Der Einsatz wurde gegen 13 Uhr offiziell beendet; die Nachlöscharbeiten zogen sich jedoch bis in den Nachmittag sowie den Folgetag hinein. Schadensschätzungen zufolge beläuft sich der Sachschaden auf etwa eine Million Euro. Die Polizei hat den Brandort beschlagnahmt und die Ermittlungen aufgenommen, um die genaue Ursache des Feuers zu klären.
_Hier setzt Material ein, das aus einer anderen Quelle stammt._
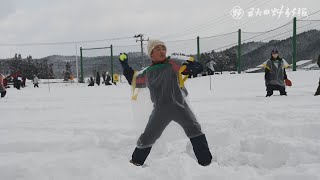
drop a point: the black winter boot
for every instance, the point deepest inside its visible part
(139, 156)
(201, 150)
Brandgeschehen in anderen Orten

Ähnlich wie in Nahrendorf erlebte auch Oberstadion in den frühen Morgenstunden einen Großbrand in einer Maschinenhalle. Dort waren die Feuerwehren aus Oberstadion, Unterstadion und Munderkingen alarmiert worden. Die Halle brannte beim Eintreffen der Feuerwehr komplett und der Brand war nach rund 20 Minuten unter Kontrolle, was in Anbetracht der dichten Nebelverhältnisse eine beachtliche Leistung war. In diesem Fall blieb es jedoch ohne Verletzte, und der Sachschaden bewegte sich im sechsstelligen Bereich. Sichtbare Auswirkungen des Brandes konnten durch die schnelle Reaktion der Einsatzkräfte verhindert werden SWP.

Die sanitären Herausforderungen dieser Brandlagen erfordern oft eine koordinierte und mutige Vorgehensweise – sowohl in Nahrendorf als auch in Oberstadion zeigten die Feuerwehrleute ein ausgesprochenes Geschick im Umgang mit den widrigen Umständen. Solche Einsätze verdeutlichen das enorme Engagement der Einsatzkräfte, die täglich bereitstehen, um Leben und Eigentum zu schützen.